As reported in our recent article, a lot of businesses seem to have embraced the willing buyer willing seller rate. This is probably because more businesses are able to access foreign currency at this rate compared to the sideshow that is now the RBZ auction. However, there is still the issue that only connected individuals and corporates have thus far been able to access foreign currency at this rate. These individuals keep getting funds while other applicants get rejected. To prevent this the RBZ has set a new limit that will prevent one client from getting more than 10% of the funds from a given dealer.

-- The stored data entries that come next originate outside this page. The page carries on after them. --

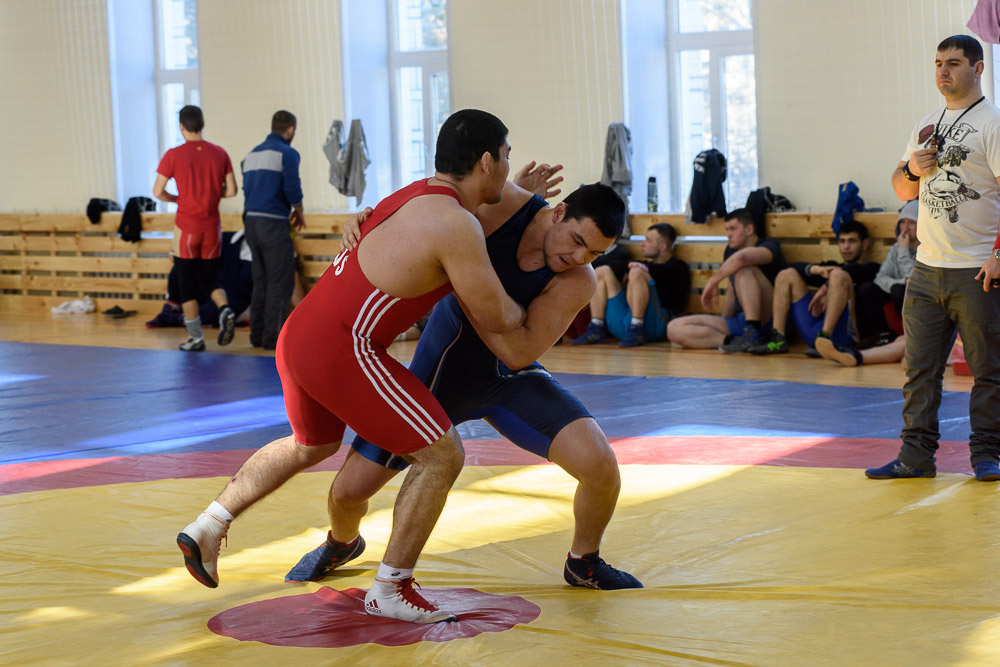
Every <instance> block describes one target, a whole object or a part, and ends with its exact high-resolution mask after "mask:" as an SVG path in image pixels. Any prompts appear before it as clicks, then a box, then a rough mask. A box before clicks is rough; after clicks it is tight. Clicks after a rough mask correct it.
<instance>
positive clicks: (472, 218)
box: [439, 210, 526, 332]
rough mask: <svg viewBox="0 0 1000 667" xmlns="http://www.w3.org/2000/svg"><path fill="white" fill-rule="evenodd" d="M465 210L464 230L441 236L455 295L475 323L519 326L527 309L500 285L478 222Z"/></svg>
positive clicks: (475, 323)
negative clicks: (517, 302)
mask: <svg viewBox="0 0 1000 667" xmlns="http://www.w3.org/2000/svg"><path fill="white" fill-rule="evenodd" d="M462 213H463V214H464V215H465V216H467V220H466V222H465V224H464V225H462V226H461V229H462V231H463V233H462V234H454V235H448V236H446V237H445V238H442V239H441V253H440V255H439V259H440V262H441V266H442V267H443V268H444V271H445V273H446V274H448V278H449V279H450V280H451V286H452V288H453V289H454V290H455V296H456V297H457V298H458V299H459V301H461V302H462V303H464V304H465V306H466V308H467V310H466V312H467V313H468V315H469V319H470V320H471V321H472V322H473V323H474V324H475V326H479V327H481V328H483V329H485V330H487V331H491V332H503V331H511V330H513V329H517V328H518V327H520V326H521V324H522V323H523V322H524V319H525V317H526V314H525V312H524V308H522V307H521V305H520V304H518V303H517V302H516V301H514V300H513V299H511V298H510V296H508V295H507V292H506V291H505V290H504V288H503V285H501V284H500V279H499V278H498V277H497V274H496V272H495V271H494V270H493V265H492V264H490V258H489V255H488V254H487V252H486V237H485V236H484V235H483V229H482V227H481V226H480V224H479V222H478V221H477V220H476V219H475V217H473V216H472V215H471V214H470V213H468V212H466V211H464V210H463V211H462Z"/></svg>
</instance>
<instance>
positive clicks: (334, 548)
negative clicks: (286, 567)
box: [285, 531, 365, 582]
mask: <svg viewBox="0 0 1000 667" xmlns="http://www.w3.org/2000/svg"><path fill="white" fill-rule="evenodd" d="M364 550H365V538H363V537H361V536H360V535H358V536H357V537H355V538H354V539H353V540H352V541H350V542H348V543H346V544H345V543H343V542H337V541H336V540H334V539H333V537H332V536H331V535H330V533H329V531H328V532H327V534H326V540H324V541H323V544H321V545H319V546H318V547H316V548H315V549H313V550H312V551H310V552H309V553H307V554H306V555H305V556H303V557H302V558H301V559H300V560H299V562H298V564H297V565H296V566H295V567H293V568H292V569H291V570H290V571H289V572H288V574H286V575H285V581H287V582H298V581H319V580H320V579H322V578H324V577H325V576H326V575H328V574H330V573H331V572H333V571H334V570H336V569H337V568H338V567H340V566H341V565H343V564H344V563H346V562H347V561H349V560H353V559H355V558H357V557H358V556H360V555H361V554H362V553H363V552H364Z"/></svg>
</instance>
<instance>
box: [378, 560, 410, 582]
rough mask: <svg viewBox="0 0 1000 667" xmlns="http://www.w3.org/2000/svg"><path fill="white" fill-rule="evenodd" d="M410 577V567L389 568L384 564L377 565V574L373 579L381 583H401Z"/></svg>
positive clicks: (388, 567)
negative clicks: (405, 567)
mask: <svg viewBox="0 0 1000 667" xmlns="http://www.w3.org/2000/svg"><path fill="white" fill-rule="evenodd" d="M412 576H413V568H412V567H410V568H403V567H389V566H388V565H386V564H385V563H379V564H378V574H376V575H375V578H376V579H381V580H383V581H402V580H403V579H409V578H410V577H412Z"/></svg>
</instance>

Below is the full statement from the RBZ:

EXCHANGE CONTROL CIRCULAR NO. 4 OF 2022 TO AUTHORISED DEALERS

ISSUED IN TERMS OF SECTION 35 (1) OF THE EXCHANGE CONTROL REGULATIONS STATUTORY INSTRUMENT 109 OF 1996

Further to the Exchange Control Circular No.3 of 2022 on the Willing-Buyer Willing-Seller exchange rate mechanism, Exchange Control would like to advise Authorised Dealers [read Banks] that the foreign exchange payment framework has been extended to care for foreign payments of up to US$10 000 per week for individuals and corporates including SMEs.

Authorised Dealers should ensure that sales in the interbank are evenly spread to allow wider access of funds to the market. At no point should any single individual or entity access more than 10% of the Authorised Dealer’s pool of funds.

The payments effected under this framework shall continue to be acquitted in the normal manner.

Please be guided accordingly

F. Masendu

Director

ECHANGE CONTROL

16 June 2022

The full circular from the RBZ

A sensible measure

Given what we have already said above this can be considered to be a sensible measure by any measure. As we have already pointed out, the usefulness of the facility has been hindered greatly by hoarding. Those with connections to a given bank have found it much easier to fulfil their US$10 000 quotas while those who need the facility but have no connections are often turned away empty-handed. This new measure, while still not ensuring fairness will at least see whatever funds a bank has available being spread across more buyers. One thing to note is that this is Zimbabwe, corrupt individuals could always just apply using more shell companies but that does not mean this is a bad law. It will make would-be cheats work harder than they previously had to.